The sensors recorded the moment when the shock wave arrives. This is manifested by a characteristic oscillation, marked above by the white lines. This way we can calculate the time it took for the wave to reach the sensors. Knowing the distance from zero point to each sensor, we can calculate the speed of the shock wave. Calculations show that the wave traveled around the globe at a speed of about 683mph (1100km/h), a consistent value for the 8 sensors. The explosion was felt not only on the Pacific coast (San Francisco USA, South Korea, etc.) but also in the continental areas – as an example the sensors from Great Britain and Romania illustrated in the image above.

Countries at greater distance from the event recorded the arrival of two shock waves from the opposite sites of the Globe (In Romania second wave arrived 5 hours later, coming from the North-East).

What about the impact that killed the dinosaurs?

To put these figures in perspective, it is estimated that the impact that led to the extinsion of dinosaurs generated a shockwave that has a speed of 44700mph (or 72000km/h). On the other hand, the biggest nuclear weapon detonated in the atmosphere, the Tzar Bomba, generated a pressure wave the traveled with a speed of 677mph (1090km/h) – very similar to what we saw now.
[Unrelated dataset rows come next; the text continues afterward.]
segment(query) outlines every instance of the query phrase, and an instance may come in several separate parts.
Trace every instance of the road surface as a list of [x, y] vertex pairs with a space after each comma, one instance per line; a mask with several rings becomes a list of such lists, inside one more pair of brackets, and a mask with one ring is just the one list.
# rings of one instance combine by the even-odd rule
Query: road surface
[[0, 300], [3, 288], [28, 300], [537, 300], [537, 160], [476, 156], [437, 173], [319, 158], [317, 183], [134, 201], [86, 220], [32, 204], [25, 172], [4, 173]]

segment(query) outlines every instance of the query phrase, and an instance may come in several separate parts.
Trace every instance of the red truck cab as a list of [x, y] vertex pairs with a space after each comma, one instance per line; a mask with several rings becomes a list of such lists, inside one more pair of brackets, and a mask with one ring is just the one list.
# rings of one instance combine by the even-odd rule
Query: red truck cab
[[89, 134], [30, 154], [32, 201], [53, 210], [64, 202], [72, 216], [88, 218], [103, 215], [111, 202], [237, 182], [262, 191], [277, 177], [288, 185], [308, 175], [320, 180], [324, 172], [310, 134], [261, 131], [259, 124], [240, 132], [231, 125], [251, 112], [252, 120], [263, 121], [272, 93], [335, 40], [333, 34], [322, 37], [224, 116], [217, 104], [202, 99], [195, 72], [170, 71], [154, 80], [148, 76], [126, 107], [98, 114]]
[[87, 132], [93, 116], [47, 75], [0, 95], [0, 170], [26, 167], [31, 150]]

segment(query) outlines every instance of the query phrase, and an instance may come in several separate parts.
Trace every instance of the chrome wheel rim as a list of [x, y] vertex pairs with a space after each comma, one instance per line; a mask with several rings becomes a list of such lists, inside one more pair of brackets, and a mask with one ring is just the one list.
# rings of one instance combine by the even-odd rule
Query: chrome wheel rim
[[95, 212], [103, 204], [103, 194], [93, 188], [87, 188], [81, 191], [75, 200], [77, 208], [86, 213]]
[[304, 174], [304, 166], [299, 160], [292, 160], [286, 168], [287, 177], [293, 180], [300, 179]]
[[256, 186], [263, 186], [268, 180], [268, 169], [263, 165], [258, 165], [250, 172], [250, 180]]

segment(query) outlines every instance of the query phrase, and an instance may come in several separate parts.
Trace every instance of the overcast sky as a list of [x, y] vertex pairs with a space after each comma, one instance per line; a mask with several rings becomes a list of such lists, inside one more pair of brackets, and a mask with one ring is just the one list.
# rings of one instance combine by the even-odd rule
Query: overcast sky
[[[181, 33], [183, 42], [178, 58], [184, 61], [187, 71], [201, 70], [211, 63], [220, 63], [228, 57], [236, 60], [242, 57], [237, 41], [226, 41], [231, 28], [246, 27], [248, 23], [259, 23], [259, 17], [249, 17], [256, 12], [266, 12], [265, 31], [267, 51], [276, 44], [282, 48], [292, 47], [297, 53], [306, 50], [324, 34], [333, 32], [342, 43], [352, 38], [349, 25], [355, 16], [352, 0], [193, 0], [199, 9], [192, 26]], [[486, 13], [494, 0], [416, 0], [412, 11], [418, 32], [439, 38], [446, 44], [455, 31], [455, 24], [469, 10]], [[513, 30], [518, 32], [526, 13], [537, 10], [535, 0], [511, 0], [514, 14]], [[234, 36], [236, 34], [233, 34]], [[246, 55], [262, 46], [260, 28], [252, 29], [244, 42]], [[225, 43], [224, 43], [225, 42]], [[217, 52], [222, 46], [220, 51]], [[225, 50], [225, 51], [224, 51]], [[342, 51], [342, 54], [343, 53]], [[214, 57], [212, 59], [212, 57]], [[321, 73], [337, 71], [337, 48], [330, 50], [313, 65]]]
This is one example on how such a network of sensors allows us to make determinations in the case of global events. It is possible to determine precisely the location and magnitude of a major explosion and its propagation around the globe, triangulation being easy by the large number of sensors installed. Being multi-parameter sensors allow us to draw indirect conclusions about a wide range of incidents related to physical or chemical phenomena with a direct impact on us and the environment.